Speaker
Description
This work introduces AI-In-Pixel-65, an ROIC test chip designed for pixelated X-ray detectors using a 65nm Low Power CMOS process. The study compares two data compression techniques, Principal Component Analysis (PCA) and AutoEncoder (AE), implemented within the chip's pixelated area to address I/O bottlenecks. Our design methodology utilizes high-level synthesis (HLS) and hls4ml, offering shorter design cycles and similar quality results compared to register-transfer level (RTL) flows. Results show PCA achieves 50-fold compression with a 21% pixel area increase, while AE offers 70-fold compression and similar area increase.
Summary (500 words)
Integrating data compression neural networks into Read-Out Integrated Circuits (ROICs), specifically within the pixelated front-end, has the potential to significantly decrease off-chip data transfer, thereby overcoming the input/output bottleneck. We have developed an ROIC test chip called AI-In-Pixel-65, which is designed using a 65nm Low Power CMOS process to read pixelated X-ray detectors.
Each pixel in the chip comprises an analog front-end responsible for signal processing and a 10-bit analog-to-digital converter that operates at a speed of 100,000 samples per second (100KSPS). In our study, we have compared two non-reconfigurable techniques for data compression, namely Principal Component Analysis (PCA) and AutoEncoder (AE), which are implemented within the pixelated area of the chip.
Our design methodology leverages high-level synthesis (HLS) and hls4ml to provide a shorter design cycle and similar quality of results compared to register-transfer level (RTL) flows. hls4ml is an open-source framework for the hardware codesign of neural networks. At its core, hls4ml translates machine-learning models from common open-source software frameworks such as TensorFlow into an RTL implementation using HLS tools. In particular, we adopted the industry standard Siemens Catapult HLS. In hls4ml, a designer can trade off the performance and area utilization for a model by varying the parallelization of the algorithm via several configuration parameters. For example, the reuse factor parameter controls how many times each multiplier resource is used in the final hardware implementation: a designer with the goal of low latency will choose a lower RF value.

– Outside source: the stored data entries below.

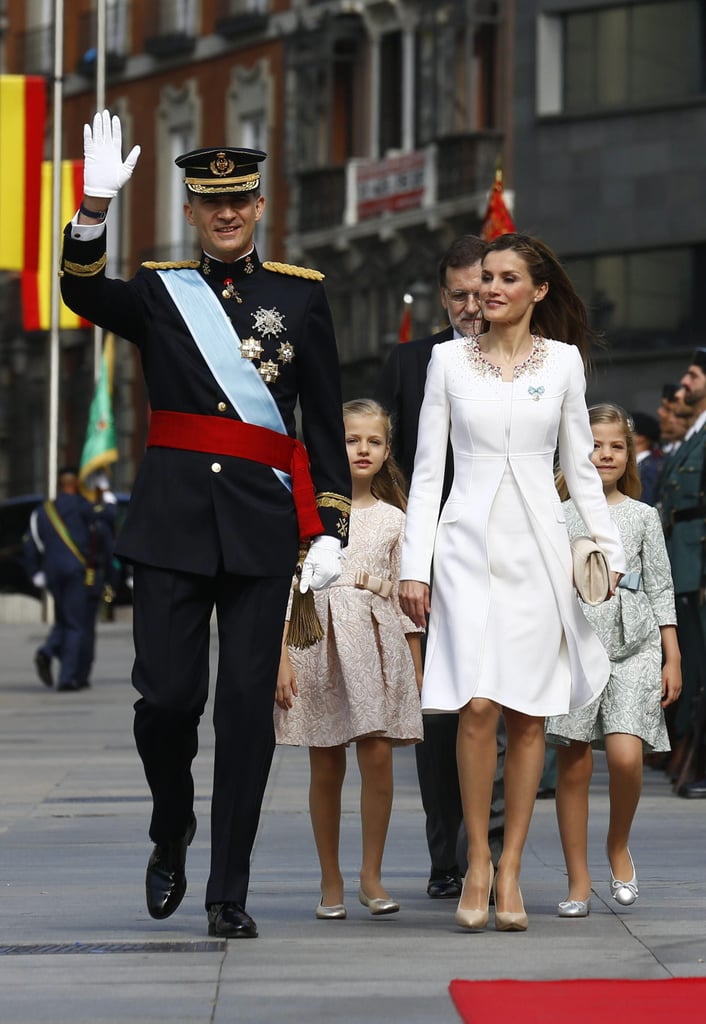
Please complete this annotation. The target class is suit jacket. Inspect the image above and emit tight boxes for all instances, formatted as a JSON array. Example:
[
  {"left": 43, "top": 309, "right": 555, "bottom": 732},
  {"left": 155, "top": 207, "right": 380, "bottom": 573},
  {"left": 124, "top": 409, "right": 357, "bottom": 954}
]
[
  {"left": 60, "top": 229, "right": 351, "bottom": 578},
  {"left": 377, "top": 327, "right": 454, "bottom": 496},
  {"left": 658, "top": 425, "right": 706, "bottom": 593}
]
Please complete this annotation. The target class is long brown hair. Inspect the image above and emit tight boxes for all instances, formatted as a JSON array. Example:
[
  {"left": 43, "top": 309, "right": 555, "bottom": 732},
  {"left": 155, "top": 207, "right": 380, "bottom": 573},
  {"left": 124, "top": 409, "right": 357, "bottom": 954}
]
[
  {"left": 343, "top": 399, "right": 408, "bottom": 511},
  {"left": 481, "top": 233, "right": 602, "bottom": 365},
  {"left": 555, "top": 403, "right": 642, "bottom": 501}
]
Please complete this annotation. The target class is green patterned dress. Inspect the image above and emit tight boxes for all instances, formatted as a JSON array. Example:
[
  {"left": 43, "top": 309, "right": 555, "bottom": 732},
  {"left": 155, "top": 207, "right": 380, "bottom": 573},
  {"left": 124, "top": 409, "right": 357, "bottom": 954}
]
[{"left": 546, "top": 497, "right": 675, "bottom": 752}]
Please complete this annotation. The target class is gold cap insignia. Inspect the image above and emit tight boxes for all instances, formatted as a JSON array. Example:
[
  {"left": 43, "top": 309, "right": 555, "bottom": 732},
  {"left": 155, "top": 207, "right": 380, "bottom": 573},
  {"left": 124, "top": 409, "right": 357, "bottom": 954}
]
[{"left": 210, "top": 152, "right": 236, "bottom": 177}]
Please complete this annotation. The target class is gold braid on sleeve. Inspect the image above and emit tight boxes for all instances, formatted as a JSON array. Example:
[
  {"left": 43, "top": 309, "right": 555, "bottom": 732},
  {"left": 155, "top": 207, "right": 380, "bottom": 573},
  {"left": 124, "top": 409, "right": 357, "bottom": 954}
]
[{"left": 61, "top": 254, "right": 107, "bottom": 277}]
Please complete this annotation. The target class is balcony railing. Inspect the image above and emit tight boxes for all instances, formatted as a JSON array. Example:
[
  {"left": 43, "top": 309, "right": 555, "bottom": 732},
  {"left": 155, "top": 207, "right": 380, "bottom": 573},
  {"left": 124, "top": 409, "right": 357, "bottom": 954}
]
[
  {"left": 144, "top": 0, "right": 198, "bottom": 57},
  {"left": 76, "top": 2, "right": 130, "bottom": 77},
  {"left": 298, "top": 167, "right": 346, "bottom": 234},
  {"left": 435, "top": 132, "right": 502, "bottom": 203},
  {"left": 295, "top": 132, "right": 503, "bottom": 234},
  {"left": 17, "top": 25, "right": 54, "bottom": 76},
  {"left": 215, "top": 0, "right": 269, "bottom": 37}
]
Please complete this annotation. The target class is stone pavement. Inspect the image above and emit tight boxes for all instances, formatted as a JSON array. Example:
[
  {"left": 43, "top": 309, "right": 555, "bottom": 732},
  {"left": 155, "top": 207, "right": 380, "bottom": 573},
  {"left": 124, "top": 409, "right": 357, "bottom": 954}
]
[{"left": 0, "top": 620, "right": 704, "bottom": 1023}]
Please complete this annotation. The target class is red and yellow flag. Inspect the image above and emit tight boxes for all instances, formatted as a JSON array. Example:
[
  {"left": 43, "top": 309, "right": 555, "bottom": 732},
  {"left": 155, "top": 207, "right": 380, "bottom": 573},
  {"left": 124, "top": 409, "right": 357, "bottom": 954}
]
[
  {"left": 22, "top": 159, "right": 88, "bottom": 331},
  {"left": 480, "top": 168, "right": 516, "bottom": 242},
  {"left": 0, "top": 75, "right": 47, "bottom": 272}
]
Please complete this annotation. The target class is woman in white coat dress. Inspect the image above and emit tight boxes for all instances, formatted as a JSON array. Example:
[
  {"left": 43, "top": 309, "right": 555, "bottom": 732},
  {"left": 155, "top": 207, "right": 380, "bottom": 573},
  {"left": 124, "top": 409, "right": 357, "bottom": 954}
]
[{"left": 399, "top": 234, "right": 626, "bottom": 932}]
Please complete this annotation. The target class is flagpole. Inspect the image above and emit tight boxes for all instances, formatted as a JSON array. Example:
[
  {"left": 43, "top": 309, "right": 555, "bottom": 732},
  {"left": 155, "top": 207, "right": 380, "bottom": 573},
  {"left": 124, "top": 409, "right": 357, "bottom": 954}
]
[
  {"left": 47, "top": 0, "right": 64, "bottom": 502},
  {"left": 93, "top": 0, "right": 106, "bottom": 382}
]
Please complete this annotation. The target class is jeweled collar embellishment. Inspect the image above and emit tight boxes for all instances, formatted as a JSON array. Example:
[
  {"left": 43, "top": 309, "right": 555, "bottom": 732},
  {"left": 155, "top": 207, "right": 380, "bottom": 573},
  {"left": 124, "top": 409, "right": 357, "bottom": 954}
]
[
  {"left": 465, "top": 335, "right": 547, "bottom": 381},
  {"left": 528, "top": 385, "right": 544, "bottom": 401}
]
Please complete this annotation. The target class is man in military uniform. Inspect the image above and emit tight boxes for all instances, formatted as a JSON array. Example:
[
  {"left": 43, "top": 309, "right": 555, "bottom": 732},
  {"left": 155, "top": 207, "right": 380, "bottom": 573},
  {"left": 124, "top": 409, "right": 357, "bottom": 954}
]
[
  {"left": 658, "top": 349, "right": 706, "bottom": 796},
  {"left": 60, "top": 111, "right": 351, "bottom": 935},
  {"left": 24, "top": 466, "right": 114, "bottom": 691}
]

Additionally, for the model training, we adopted quantization-aware training (QAT) with QKeras. QAT is a machine learning technique to train models optimized for deployment on hardware with low-precision arithmetic. QAT simulates the effects of quantization during the training process, mapping a continuous range of values to a smaller set of discrete values. As a result, the model learns to be more robust to the effects of quantization, which can lead to improved accuracy and reduced memory and computation requirements at inference time.
In our chip, the PCA algorithm demonstrates a 50-fold compression, introduces a latency of one clock cycle, and results in a 21% increase in the pixel area. On the other hand, the AE method achieves a higher compression rate of 70 times, adds a latency of 30 clock cycles, and leads to a similar increase in the pixel area compared to PCA. By evaluating the performance of these two data compression techniques within the pixelated region, our study offers insights into their respective merits and limitations in addressing the I/O bottleneck in ROICs.